Naming the Lost: A Look at the Forgotten Shipwrecks and Lost Souls of Cape May, New Jersey – Part II

Looking across the long stretch of the sandy beach at Wildwood, New Jersey, I can see the shadowy form of a schooner, sails full coasting across the Atlantic Ocean on the windy night. Likely a trick of the mind brought on by the swirl of related thoughts in my brain. Yet, the shadow poses a reminder of the numerous secrecies of the sea. Beyond the sphere of the shoreline where one finds: lighthouses, harbors, and areas where bodies and spirits washed ashore; because beyond the beaches lies a question, for all the spirits who could reach the shore, how many did not?

There are accounts of activity on the water, phantom ships being the most common and fantastical stories from the tourist on the shore to ship captains to members of the Coast Guard.

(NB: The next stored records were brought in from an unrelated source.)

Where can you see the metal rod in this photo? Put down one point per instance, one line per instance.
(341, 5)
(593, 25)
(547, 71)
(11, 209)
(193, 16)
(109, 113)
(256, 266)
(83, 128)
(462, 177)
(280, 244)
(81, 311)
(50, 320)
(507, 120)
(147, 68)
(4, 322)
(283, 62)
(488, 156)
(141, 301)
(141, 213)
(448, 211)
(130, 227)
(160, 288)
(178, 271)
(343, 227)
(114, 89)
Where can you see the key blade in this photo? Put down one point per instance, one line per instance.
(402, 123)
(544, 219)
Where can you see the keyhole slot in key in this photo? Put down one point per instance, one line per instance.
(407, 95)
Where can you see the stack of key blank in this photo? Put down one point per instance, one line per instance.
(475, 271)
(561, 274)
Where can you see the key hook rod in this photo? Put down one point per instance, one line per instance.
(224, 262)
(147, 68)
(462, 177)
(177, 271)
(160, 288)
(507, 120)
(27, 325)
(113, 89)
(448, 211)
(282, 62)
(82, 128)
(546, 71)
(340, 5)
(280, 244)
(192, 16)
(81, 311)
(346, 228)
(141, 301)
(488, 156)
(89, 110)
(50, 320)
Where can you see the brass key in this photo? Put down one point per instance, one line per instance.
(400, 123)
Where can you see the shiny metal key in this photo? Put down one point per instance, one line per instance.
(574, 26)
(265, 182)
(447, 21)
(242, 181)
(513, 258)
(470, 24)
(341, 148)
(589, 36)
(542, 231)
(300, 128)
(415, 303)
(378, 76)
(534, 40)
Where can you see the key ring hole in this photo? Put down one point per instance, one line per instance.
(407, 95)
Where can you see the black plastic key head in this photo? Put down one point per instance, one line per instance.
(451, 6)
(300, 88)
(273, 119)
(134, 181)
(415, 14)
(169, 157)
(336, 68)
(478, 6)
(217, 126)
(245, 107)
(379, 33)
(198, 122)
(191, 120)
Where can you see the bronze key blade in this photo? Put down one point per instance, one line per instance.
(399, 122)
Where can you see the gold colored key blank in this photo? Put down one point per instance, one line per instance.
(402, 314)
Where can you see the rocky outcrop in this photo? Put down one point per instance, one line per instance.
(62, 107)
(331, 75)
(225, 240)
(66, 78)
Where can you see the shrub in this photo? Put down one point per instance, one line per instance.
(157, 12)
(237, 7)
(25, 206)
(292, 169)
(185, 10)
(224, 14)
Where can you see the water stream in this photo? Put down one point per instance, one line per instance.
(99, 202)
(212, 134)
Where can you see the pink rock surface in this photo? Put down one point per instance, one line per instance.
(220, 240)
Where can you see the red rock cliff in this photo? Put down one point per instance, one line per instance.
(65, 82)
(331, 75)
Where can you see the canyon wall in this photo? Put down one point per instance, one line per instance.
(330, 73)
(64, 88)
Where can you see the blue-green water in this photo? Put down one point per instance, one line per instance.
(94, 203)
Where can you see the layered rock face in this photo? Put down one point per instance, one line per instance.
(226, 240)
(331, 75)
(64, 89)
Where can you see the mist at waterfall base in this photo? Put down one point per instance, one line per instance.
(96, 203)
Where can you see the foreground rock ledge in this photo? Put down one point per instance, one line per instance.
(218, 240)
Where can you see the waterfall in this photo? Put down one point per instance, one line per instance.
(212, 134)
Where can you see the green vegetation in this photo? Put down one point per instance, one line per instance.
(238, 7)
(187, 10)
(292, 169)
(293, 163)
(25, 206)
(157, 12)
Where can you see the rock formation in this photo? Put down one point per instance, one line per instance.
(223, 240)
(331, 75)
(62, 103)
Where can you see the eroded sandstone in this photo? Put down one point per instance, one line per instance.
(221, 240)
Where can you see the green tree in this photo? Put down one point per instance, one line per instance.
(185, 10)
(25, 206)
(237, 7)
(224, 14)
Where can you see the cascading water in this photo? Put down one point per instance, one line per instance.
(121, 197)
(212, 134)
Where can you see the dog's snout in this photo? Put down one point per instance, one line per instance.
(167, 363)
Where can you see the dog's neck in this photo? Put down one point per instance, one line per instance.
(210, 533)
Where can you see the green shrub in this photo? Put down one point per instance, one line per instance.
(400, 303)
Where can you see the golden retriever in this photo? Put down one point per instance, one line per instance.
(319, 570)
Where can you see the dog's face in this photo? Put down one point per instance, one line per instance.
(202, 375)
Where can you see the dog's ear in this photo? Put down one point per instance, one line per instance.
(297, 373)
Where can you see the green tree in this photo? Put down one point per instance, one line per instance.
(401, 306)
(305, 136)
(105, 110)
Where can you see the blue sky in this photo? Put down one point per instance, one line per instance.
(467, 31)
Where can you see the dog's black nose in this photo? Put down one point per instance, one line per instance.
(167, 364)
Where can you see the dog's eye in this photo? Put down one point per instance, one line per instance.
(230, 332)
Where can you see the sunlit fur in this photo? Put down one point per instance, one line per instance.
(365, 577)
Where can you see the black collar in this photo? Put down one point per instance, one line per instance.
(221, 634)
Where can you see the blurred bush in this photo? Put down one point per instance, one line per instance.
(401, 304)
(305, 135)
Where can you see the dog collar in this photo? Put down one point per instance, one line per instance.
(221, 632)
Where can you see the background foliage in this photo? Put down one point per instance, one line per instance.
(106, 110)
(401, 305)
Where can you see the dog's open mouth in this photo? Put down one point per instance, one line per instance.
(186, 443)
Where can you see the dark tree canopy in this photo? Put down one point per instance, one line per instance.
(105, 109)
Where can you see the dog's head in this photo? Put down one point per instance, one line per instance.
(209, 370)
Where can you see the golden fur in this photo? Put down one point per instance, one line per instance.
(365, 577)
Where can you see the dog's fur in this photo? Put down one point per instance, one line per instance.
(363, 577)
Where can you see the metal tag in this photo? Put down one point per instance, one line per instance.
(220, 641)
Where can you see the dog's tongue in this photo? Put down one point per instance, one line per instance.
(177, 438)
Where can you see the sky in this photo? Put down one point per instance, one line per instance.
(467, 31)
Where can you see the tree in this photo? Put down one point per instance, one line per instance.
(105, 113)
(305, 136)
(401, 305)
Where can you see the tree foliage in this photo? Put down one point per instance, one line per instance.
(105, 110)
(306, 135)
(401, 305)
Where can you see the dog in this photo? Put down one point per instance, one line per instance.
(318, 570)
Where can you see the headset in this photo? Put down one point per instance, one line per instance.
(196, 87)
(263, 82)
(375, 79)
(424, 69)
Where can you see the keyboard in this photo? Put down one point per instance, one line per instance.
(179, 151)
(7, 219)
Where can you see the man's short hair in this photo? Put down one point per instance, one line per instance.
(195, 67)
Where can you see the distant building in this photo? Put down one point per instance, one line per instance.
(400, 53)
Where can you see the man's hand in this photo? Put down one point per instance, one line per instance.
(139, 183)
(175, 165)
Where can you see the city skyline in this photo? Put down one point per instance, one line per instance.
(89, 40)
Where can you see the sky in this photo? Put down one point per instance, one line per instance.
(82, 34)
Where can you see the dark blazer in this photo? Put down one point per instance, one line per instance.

Scientific theories ha e been offered to explain this activity: Saint Elmo’s fire and the reflection of the moon on the water, for instance, but they tend to fall short.  The next series of accounts comes from people on boats in the water hearing the sound of voices pouring in from the ocean. This particular phenomenon occurs in the stillness of the night over or near areas with a lot of shipwreck. In the water, the depths offer something more terrifying. In the area of Cape May, New Jersey, a popular vacation site leftover from the Victorian era, people have experienced or felt sensation drowning. Either the splashes or cries from help from an unseen force nearby or they feel as though they are the ones gasping for life and air. In all of these cases, that is not what is actually occurring, it is only a feeling.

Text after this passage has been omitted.